Dando vita a dieci commissioni tematiche, simili a quelle con cui lavora l’Assemblea generale delle Nazioni Unite: come Disec su disarmo e sicurezza, Ecofin con focus economico e finanziario, Sochum che si occupa di questioni sociali, culturali e umanitarie o Specpol per le politiche speciali e la decolonizzazione.
Imparare il compromesso
Come spiega a Domani, Asia Fina, learning support junior assistant di United Network, mentre spedita si muove tra le sale del cento congressi Cavour per supervisionare i dibattiti nelle commissioni, «ogni studente, per i quattro giorni di Imun Roma, si trasforma nel rappresentante di ciascuno dei 193 Stati membri delle Nazioni Unite, con il compito di agire sulla base del contesto storico, economico e sociale del Paese di cui si fa portavoce, che deve aver studiato prima. I ragazzi sono molto preparati. Si impegnano per proporre soluzioni concrete ai problemi di oggi», chiarisce Fina, ricordando che tra i compiti di United Network c’è anche quello di supportare i partecipanti di Imun prima dall’incontro, fornendo loro le informazioni di background fondamentali per conoscere ogni Stato.

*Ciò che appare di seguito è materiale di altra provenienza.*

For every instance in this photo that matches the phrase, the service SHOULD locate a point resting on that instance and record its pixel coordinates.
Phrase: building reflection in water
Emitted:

«Noi esperiamo in prima persona le conseguenze della devastazione della barriera corallina e dell’innalzamento dei mari. Per questo non possiamo esimerci dal sottolineare quanto sia importante definire dei principi chiari. Che guidino tutti Paesi del mondo nel contrastare la pesca illegale, l’overfishing, l’inquinamento da plastica», dice, ad esempio, il rappresentante dello stato arcipelago dell’America centrale delle Bahamas a proposito della necessità di salvaguardare gli oceani: «Il mare è fondamentale per l’economia del nostro Paese. Ma crediamo fermamente vada sviluppato un sistema sostenibile per l’utilizzo della sua ricchezza. Perché è importante tutelare l’ambiente per le future generazioni», risponde il portavoce dell’isola di Dominica, inserendosi nel dibattito che animava la commissione Legal, quella dedicata a garantire la conservazione delle risorse naturali, prima della stesura del documento finale. Della risoluzione che fa il punto sulle soluzioni emerse dalla discussione, che però, per essere promulgata necessita che l’alleanza tra Stati che l’hanno scritta riceva più voti delle altre altre coalizioni. Proprio come succede alle Nazioni Unite.
«Per questo ci sono momenti in cui i dibattiti si accedono parecchio: quando cerchi di convincere gli altri Paesi a condividere la tua idea. Anche perché spesso succede che ti trovi a rappresentare gli interessi di uno stato che non condividi, così non è semplice agire, bisogna riflettere molto», spiegano Tommaso e Matteo, i rappresentanti di Stati Uniti e Belgio nella commissione Unhcr. «L’anno scorso l’alleanza di cui facevo parte si è divisa in due proprio mentre stavamo votando la risoluzione», aggiunge Matteo con una risatina, mentre ripensa a tutte le edizioni di Imun a cui ha già partecipato: «Quattro. Perché anche se voglio studiare per diventare ingegnere spaziale, quindi non mi dedicherò alla politica internazionale, Imun è un progetto formativo e divertente. Che mi insegna a mettermi in gioco».